Introduction to natural language processing

Table of Contents

What is NLP? #

Don’t confuse with neuro-linguistic programming 🤦

Natural language processing allows computers to access unstructured data expressed as speech or text. Speech or text data does involve linguistic structure. Linguistic structures vary depending on the language
– Bender, 2019

NLP is a class of tasks (computer algorithms) to work with text in natural languages, for example: named entity recognition (NER), part-of-speech tagging (POS), text categorization, coreference resolution, etc.

Image source: Understanding Natural Language Understanding

See paperswithcode and nlpprogress for bigger taxonomy of tasks.

Getting started #

I’m not an expert in machine learning (yet), but I know something about developer experience, so I will show how to get started with NLP fast and comfortably.

We will use:

Docker
Jupyter notebooks
Python with spaCy

There are a lot of tools in this field, but those seem to me as approachable and modern.

Setup #

Create Dockerfile:

FROM jupyter/datascience-notebook:1386e2046833
RUN pip install spacy
RUN python -m spacy download en_core_web_sm

We will use awesome Jupyter Docker Stacks.

Add docker-compose.yml:

version: "3"
services:
 web:
 build: .
 ports:
 - "8888:8888"
 volumes:
 - ./work:/home/jovyan/work

Run #

Run (in the terminal, in the same folder where you created files):

docker-compose up

This command will download, build and start development environment.
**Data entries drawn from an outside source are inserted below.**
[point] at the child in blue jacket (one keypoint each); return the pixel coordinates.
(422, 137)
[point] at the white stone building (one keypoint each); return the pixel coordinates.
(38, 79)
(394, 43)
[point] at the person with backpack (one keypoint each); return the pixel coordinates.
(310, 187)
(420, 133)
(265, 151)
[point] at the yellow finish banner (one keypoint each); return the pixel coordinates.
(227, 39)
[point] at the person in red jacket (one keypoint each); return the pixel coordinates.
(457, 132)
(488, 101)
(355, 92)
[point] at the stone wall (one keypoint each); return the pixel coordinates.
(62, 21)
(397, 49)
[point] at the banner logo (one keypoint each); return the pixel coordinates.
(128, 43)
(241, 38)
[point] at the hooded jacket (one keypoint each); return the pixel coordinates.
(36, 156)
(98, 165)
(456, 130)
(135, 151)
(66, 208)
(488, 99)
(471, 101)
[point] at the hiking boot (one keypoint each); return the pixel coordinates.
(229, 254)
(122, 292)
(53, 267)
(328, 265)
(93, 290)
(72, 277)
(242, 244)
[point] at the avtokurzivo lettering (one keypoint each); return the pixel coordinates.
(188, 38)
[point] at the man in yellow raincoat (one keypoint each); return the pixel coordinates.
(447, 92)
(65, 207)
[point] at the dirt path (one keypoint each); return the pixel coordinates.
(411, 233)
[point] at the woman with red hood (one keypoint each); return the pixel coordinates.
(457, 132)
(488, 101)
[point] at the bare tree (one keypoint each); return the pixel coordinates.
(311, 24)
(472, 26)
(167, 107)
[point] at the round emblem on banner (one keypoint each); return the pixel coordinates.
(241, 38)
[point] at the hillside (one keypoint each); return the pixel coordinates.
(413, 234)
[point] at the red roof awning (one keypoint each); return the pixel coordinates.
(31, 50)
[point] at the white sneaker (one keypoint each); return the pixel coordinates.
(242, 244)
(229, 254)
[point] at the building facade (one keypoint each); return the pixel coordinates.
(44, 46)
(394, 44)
You will see text

To access the notebook, copy and paste one of these URLs:
 http://127.0.0.1:8888/?token=...

Open the URL in a browser
Navigate to “work” folder
Click “New” in the right top corner, select “Python 3” from the dropdown

Your notebook is ready for work.

Jupyter notebook is the mix of a runtime environment for experiments and a scientific journal.

First experiment: POS #

POS stands for part-of-speech tagging - we need to identify parts for speech for each word, for the given text, for example, noun, verb.

import spacy
from spacy import displacy
nlp = spacy.load("en_core_web_sm")
doc1 = nlp(u"This is a sentence.")
displacy.render([doc1], style="dep", page=True)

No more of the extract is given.